[
https://issues.apache.org/jira/browse/TINKERPOP-962?page=com.atlassian.jira.plugin.system.issuetabpanels:comment-tabpanel&focusedCommentId=15133224#comment-15133224
]
ASF GitHub Bot commented on TINKERPOP-962:
------------------------------------------
GitHub user okram opened a pull request:
https://github.com/apache/incubator-tinkerpop/pull/210
TINKERPOP-962: Provide "vertex query" selectivity when importing data in
OLAP.
TINKERPOP-962: Provide "vertex query" selectivity when importing data in
OLAP.
https://issues.apache.org/jira/browse/TINKERPOP-962
(For TinkerPop 3.2.0 -- Breaking Change for GraphComputer Implementations)
This feature enables us to push down a `GraphFilter` predicate to the
underlying OLAP graph system. For instance, if `g.V().count()` is executed by
`SparkGraphComputer`, then there is no reason to load all the edges, simply
push down a `GraphFilter`-predicate that filters out edges. For graph database
providers like Titan, they can simply only send up the subset of the graph that
is required for the OLAP job instead of filtering on the OLAP cluster machines.
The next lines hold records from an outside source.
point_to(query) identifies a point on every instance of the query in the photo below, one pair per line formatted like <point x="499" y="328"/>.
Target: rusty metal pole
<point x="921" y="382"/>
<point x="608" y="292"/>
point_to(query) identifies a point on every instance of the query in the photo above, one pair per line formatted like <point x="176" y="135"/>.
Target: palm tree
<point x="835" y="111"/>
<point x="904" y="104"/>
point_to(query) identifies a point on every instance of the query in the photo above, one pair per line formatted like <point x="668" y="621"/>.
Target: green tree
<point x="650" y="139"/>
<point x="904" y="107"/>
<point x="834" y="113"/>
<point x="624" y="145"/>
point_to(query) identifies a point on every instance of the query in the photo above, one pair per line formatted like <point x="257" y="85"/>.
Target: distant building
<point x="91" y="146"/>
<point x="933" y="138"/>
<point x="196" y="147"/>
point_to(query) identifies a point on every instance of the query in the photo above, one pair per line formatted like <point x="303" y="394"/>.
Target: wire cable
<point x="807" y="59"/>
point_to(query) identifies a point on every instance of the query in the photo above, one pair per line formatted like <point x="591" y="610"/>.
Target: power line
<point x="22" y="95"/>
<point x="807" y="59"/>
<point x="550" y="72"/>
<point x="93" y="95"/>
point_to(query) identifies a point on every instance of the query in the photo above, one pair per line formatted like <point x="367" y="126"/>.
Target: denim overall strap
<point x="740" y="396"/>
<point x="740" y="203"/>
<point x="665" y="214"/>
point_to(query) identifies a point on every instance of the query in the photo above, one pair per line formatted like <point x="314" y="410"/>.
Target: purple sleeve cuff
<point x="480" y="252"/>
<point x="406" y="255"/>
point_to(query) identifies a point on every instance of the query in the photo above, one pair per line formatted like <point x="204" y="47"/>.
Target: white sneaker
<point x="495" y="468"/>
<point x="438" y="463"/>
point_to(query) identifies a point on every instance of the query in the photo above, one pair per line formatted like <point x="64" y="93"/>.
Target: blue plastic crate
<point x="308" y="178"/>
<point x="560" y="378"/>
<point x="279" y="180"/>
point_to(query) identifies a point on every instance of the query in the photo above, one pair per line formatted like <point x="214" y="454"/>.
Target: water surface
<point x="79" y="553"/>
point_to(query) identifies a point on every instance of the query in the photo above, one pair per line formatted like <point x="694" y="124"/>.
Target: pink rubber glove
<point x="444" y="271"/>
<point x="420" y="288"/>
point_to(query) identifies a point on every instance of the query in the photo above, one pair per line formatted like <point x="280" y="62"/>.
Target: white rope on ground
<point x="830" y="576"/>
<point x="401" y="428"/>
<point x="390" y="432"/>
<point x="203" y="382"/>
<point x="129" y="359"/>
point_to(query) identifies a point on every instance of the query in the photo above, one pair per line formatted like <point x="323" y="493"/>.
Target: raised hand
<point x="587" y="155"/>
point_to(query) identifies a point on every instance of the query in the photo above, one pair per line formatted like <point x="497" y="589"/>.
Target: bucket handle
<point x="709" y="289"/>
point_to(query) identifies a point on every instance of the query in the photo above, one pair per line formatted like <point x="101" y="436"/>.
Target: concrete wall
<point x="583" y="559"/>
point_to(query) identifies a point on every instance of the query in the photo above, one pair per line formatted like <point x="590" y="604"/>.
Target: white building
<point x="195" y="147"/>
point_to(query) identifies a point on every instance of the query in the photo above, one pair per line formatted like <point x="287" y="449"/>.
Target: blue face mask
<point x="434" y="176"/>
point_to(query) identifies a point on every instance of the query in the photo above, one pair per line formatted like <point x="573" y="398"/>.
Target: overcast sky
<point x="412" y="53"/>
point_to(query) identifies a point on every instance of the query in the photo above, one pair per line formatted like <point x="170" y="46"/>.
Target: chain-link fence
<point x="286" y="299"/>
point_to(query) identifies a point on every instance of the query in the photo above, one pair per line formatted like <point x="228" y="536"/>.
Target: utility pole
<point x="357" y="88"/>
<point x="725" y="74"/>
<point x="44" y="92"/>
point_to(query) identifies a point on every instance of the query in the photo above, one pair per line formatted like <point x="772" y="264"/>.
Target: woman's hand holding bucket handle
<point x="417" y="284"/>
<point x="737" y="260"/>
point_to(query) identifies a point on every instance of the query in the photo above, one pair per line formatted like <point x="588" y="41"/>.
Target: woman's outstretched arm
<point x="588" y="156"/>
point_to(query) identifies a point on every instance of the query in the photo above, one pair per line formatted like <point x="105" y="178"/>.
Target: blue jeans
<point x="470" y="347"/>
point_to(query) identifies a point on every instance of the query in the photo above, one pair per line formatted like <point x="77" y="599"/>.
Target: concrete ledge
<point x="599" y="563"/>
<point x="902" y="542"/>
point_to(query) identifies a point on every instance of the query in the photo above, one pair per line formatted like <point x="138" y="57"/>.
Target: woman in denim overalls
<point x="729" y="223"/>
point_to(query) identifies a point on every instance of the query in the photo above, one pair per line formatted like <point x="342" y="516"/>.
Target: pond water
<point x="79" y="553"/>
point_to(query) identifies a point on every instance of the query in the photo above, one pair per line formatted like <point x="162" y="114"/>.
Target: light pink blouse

In the future, we will provide `GraphFilterTraversalStrategy` which will
analyze the traversal and automatically generate a `GraphFilter` so the user is
blind to which subsets of the full graph are actually being accessed by the
OLAP engine.
This pull request yields a breaking change for graph system providers that
have their own `GraphComputer` implementation. There are two new methods on
`GraphComputer` and one new method on `GraphReader`.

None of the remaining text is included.